Nach dem Sommer begann meine 11. Klasse auf der Fachoberschule im Bereich Wirtschaft. Während meinem Aufenthalt in der Weißen Villa gab es immer wieder Phasen in denen ich es nicht schaffte meine Bedürfnisse zu kommunizieren, mir meinen Freiraum zu nehmen oder meine Aufgaben nicht aufzuschieben. Ich vergaß mich dann selbst komplett und betäubte mich um mich nicht meiner Angst stellen zu müssen. Ich lernte aber damit umzugehen, mir Hilfe zu holen und es immer frühzeitiger zu erkennen und selbstständiger etwas dagegen zu tun. Erst als ich dies schaffte war ich auch in der Lage wirklich auf andere zu sehen und nicht nur Verantwortung für mich und für Andere zu übernehmen. Ich habe gelernt meine Stärken und Schwächen und somit mich selbst vernünftig einzuschätzen und meine Ziele und Erwartungen dementsprechend zu setzen. Somit lernte ich auch mich wahrhaftig zu zeigen, wirklich etwas von mir zu geben und mir echte Freundschaften aufzubauen. Auch die Beziehung zu meinem Vater wurde mit der Zeit besser. Ich konnte ihn durch viele Gespräche mit Fr. Spamer endlich besser verstehen und seine Art zu handeln akzeptieren. Dadurch war ich auch in der Lage wieder Vertrauen zu ihm aufzubauen und heute haben wir eine gute Vertrauensvolle Beziehung zueinander wie ich sie anders mir nicht wünschen könnte. Ich habe gelernt die wirkliche Harmonie mit mir selber und daraus resultierend auch zu anderen nur durch wirkliche Arbeit an mir selbst zu bekommen und nicht mit Betäubung und der Flucht vor schwierigen Aufgaben. Anfang der 12. Klasse begann ich mir viele Gedanken, über die Zukunft und was ich nach diesem Jahr machen möchte, zu machen. Ich bekam allmählich Panik und Angst vor dem was kommen würde. Ich hatte das Gefühl nicht alles geschafft zu haben und dass nicht mehr genug Zeit dafür wäre. Ich holte mir schließlich Hilfe um mir einen Plan zu schaffen nach dem ich vorgehen konnte und auf welchen ich zuarbeiten konnte. Ich erarbeitete zusammen mit Fr. Rauhut die Dinge an welchen ich noch in diesem Jahr arbeiteten wollte und was ich schon alles geschafft hatte.

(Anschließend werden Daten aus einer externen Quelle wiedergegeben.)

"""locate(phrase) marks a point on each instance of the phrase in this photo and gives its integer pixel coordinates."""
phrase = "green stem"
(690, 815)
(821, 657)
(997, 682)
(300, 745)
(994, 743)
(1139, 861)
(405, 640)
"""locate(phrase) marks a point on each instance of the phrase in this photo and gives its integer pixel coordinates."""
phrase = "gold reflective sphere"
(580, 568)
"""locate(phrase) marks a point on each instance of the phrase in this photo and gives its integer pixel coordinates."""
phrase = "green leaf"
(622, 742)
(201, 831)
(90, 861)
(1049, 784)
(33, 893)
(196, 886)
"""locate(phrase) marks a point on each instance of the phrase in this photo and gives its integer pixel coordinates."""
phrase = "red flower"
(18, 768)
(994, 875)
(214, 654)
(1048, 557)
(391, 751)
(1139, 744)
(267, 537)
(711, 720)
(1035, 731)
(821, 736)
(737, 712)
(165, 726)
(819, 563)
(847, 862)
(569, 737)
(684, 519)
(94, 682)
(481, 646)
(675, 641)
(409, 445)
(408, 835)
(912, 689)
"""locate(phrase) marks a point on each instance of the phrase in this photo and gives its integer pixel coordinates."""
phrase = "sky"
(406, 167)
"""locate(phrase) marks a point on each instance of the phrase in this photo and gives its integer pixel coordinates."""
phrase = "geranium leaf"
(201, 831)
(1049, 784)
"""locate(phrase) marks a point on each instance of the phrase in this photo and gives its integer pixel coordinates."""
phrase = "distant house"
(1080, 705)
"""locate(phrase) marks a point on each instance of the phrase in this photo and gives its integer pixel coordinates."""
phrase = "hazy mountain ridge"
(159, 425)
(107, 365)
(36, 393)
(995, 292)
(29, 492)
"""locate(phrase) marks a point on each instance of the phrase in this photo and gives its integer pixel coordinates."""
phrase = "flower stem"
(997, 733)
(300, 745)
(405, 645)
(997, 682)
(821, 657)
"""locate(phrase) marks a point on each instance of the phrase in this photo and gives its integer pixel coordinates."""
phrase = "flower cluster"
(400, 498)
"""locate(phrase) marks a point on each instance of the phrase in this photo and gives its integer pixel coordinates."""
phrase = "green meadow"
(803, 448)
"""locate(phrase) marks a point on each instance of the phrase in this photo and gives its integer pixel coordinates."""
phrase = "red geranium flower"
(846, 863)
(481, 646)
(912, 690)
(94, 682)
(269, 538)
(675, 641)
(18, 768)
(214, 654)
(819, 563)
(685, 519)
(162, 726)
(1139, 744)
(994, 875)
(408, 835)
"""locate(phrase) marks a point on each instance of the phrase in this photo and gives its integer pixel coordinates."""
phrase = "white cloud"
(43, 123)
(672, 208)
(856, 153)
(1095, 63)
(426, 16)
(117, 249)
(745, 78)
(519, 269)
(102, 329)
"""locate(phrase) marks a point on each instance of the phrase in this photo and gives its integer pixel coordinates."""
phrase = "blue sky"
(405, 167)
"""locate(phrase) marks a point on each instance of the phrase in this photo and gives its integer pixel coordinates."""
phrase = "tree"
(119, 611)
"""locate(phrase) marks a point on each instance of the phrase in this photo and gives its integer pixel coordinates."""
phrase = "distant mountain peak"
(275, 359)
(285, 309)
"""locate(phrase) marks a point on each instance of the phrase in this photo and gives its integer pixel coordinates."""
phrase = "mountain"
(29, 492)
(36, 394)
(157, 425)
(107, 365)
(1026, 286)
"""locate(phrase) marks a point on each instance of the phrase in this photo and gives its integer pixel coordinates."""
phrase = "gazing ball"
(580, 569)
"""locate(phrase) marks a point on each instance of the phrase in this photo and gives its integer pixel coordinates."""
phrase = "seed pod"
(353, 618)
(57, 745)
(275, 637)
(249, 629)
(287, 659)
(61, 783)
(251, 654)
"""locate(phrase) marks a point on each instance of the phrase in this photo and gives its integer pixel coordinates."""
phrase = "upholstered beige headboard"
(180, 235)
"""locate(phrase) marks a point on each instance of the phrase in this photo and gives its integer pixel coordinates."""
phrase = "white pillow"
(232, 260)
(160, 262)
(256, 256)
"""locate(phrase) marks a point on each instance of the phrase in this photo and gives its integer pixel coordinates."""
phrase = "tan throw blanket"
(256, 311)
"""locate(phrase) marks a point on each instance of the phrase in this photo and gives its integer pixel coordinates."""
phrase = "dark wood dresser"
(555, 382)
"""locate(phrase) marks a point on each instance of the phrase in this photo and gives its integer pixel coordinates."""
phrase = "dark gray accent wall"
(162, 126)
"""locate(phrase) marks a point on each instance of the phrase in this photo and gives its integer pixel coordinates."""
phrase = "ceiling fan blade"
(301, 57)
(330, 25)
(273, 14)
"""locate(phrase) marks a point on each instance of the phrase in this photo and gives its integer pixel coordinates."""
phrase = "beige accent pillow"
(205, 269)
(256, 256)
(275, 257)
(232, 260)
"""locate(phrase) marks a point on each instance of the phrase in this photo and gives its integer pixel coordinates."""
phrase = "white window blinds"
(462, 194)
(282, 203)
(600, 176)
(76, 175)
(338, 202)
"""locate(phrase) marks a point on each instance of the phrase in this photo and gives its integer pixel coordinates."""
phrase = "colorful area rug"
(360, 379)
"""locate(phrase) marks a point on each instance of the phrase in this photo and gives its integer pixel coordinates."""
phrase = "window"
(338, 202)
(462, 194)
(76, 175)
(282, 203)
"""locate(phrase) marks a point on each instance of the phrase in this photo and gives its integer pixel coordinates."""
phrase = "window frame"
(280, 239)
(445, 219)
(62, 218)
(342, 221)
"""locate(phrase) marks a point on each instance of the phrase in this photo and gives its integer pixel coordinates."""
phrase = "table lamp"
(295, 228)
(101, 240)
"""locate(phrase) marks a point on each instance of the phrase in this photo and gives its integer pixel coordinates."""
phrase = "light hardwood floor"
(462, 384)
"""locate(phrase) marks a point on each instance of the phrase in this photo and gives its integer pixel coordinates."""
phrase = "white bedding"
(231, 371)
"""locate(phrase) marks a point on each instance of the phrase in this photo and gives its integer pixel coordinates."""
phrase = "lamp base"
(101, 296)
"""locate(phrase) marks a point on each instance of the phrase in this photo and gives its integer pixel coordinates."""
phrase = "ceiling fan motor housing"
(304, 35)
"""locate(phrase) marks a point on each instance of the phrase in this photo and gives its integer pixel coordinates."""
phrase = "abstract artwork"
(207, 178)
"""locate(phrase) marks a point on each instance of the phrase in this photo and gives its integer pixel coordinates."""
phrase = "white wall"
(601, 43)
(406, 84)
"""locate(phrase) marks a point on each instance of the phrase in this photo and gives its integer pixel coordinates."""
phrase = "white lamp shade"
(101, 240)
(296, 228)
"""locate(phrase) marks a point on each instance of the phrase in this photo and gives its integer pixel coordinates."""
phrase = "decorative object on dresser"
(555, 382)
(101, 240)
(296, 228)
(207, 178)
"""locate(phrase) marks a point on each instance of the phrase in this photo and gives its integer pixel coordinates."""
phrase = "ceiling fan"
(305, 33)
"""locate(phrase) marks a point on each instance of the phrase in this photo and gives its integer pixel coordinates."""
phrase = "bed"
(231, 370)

Schließlich beschloss ich mit dem Studium noch ein Jahr zu warten und ein FSJ in der Weißen Villa zu machen. Vor meinen Prüfungen musste ich zum ersten Mal wirklich lernen und etwas für die Schule machen um meine klar gesetzten Ziele zu erreichen. Dies fiel mir zuerst sehr schwer aber ich wusste wofür ich es tat. Ich arbeite weiterhin an Themen wie: Positionierung, Selbstbewusstsein und aktiv bleiben, kann mir wenn nötig Hilfe holen und habe ein sicheren und wahrhaftigen Freundeskreis aufgebaut.